Segundo o professor Luiz Moreira, um dos maiores estudiosos do tema,
“A Judicialização da Política alcançou patamares alarmantes no Brasil. Sob o argumento de que vivemos sob uma democracia de direitos, o sistema de justiça passou a tutelar todas as áreas, interferindo em políticas públicas, imiscuindo-se no mérito do ato administrativo, desbordando de suas competências para envolver-se em assuntos que foram tradicionalmente conjugados conforme uma organização horizontal do poder, violando assim a autonomia dos poderes políticos, tudo submetendo ao jurídico”.

Deste modo,  afirma Luiz Moreira, “No modelo que ora se apresenta, a legitimidade da democracia no Ocidente decorre dos tribunais constitucionais. Conforme esse modelo, não ocorre apenas a judicialização da política, mas sua consequente criminalização chegando-se à conclusão segundo a qual a democracia emana do direito”.

Nos últimos anos uma vasta literatura sobre o tema da judicialização da política vem sendo publicada em vários países, tendo em vista que a expansão do poder judicial é um fenômeno global.

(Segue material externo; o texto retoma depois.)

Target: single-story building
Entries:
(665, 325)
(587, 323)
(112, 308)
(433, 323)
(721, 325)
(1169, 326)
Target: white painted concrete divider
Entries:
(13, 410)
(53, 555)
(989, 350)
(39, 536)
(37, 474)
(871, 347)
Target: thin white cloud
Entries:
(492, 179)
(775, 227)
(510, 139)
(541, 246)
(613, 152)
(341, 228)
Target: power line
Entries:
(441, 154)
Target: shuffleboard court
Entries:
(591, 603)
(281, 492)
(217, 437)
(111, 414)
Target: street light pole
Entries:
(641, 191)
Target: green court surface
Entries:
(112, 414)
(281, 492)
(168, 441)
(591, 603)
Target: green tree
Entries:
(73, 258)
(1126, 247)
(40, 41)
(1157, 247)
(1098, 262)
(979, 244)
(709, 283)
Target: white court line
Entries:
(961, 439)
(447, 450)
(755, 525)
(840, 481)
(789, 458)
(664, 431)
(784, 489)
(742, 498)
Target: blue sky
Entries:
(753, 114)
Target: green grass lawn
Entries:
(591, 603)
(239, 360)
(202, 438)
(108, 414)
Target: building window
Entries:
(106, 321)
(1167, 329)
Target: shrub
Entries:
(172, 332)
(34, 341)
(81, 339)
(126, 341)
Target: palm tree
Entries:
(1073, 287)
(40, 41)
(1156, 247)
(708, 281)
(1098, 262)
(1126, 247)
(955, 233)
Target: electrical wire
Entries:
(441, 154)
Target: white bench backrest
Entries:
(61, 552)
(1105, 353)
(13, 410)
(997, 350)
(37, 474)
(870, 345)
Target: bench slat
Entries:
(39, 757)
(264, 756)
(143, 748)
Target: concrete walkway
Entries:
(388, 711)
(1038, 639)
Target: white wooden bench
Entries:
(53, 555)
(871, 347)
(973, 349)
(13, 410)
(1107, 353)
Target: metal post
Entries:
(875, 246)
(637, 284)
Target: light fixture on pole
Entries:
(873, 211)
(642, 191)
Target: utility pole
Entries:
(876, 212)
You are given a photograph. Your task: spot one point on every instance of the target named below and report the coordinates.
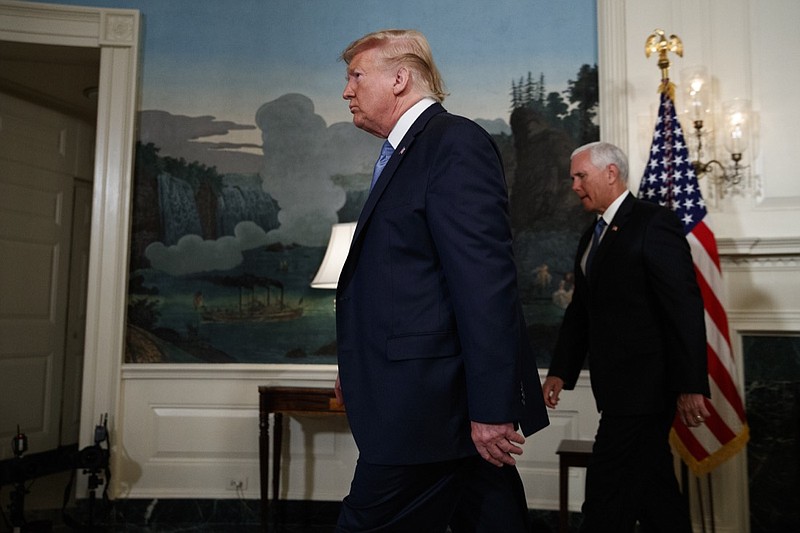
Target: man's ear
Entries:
(613, 173)
(402, 80)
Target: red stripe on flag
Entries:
(689, 441)
(717, 425)
(706, 238)
(724, 383)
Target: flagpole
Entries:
(670, 180)
(658, 43)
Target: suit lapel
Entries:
(612, 232)
(386, 176)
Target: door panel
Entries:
(37, 159)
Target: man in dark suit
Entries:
(637, 313)
(435, 369)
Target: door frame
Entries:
(116, 32)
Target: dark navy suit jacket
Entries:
(429, 324)
(638, 315)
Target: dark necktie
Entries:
(386, 153)
(598, 232)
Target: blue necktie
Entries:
(598, 232)
(386, 153)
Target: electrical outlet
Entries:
(237, 483)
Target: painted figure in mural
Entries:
(637, 313)
(435, 369)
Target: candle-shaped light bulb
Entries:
(737, 130)
(696, 89)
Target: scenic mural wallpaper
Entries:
(246, 157)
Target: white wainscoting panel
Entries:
(186, 431)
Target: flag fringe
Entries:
(709, 463)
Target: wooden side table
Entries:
(280, 400)
(570, 453)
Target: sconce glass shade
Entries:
(696, 89)
(736, 131)
(338, 247)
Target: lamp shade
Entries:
(339, 245)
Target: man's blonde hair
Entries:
(408, 48)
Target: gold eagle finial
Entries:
(657, 42)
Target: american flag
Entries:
(670, 180)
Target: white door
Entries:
(38, 160)
(76, 312)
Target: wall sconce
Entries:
(338, 247)
(735, 129)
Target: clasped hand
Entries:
(497, 442)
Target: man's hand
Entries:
(496, 442)
(692, 409)
(337, 391)
(552, 388)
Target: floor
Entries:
(210, 516)
(44, 511)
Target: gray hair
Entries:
(603, 154)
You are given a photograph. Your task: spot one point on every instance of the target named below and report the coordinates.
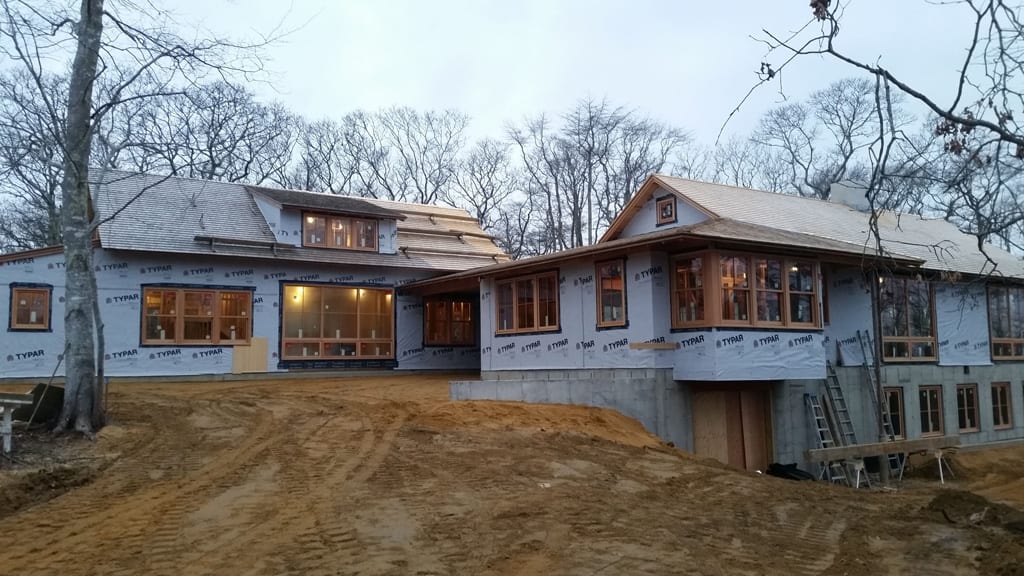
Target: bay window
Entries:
(527, 303)
(336, 322)
(907, 331)
(1006, 321)
(196, 316)
(688, 293)
(745, 290)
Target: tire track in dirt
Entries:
(313, 472)
(142, 503)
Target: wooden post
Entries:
(6, 429)
(876, 351)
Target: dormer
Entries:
(327, 220)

Porém, apesar do crescimento de tal fenômeno, o debate acadêmico que aborda a judicialização da política no mundo ainda é surpreendentemente superficial, com poucas exceções.

Ora, não há dúvida de que a ideia de consolidação das democracias seja acompanhada do aumento da presença do direito, que tem se manifestado muitas vezes na própria linguagem política.

Todavia, o fortalecimento do poder judiciário nas democracias ocidentais contradiz a ideia de Montesquieu sobre a “nulidade” de um poder que deveria ser politicamente neutro, “o mais fraco dos poderes”.

O protagonismo do poder judiciário em nossos dias é evidenciado pela mídia, que se beneficia com a judicialização das dimensões social, política e econômica, na medida em que certos temas são tratados de forma espetacularizada, propiciando um aumento considerável da audiência.

 As empresas de comunicação, que seguem a lógica do mercado, beneficiam-se com a tendência mundial do aumento desmesurado da demanda social pela tutela jurisdicional, contribuindo para a formação de uma opinião pública convicta de que a busca dos direitos nas instâncias judiciárias, sejam individuais, sejam coletivas, se traduza na realização plena da cidadania e de participação ativa na democracia, ou seja, a judicialização das dimensões social e política conduz à ideia de que tudo se resolve por meio da justiça, o que leva a uma desneutralização do judiciário pari passu com uma neutralização da política.

Afirmar a neutralidade do poder judiciário não significa que os juízes devam estar distanciados da realidade pelo fato de que sua função de fazer cumprir a lei exige que se atenham ao que está no mundo do processo.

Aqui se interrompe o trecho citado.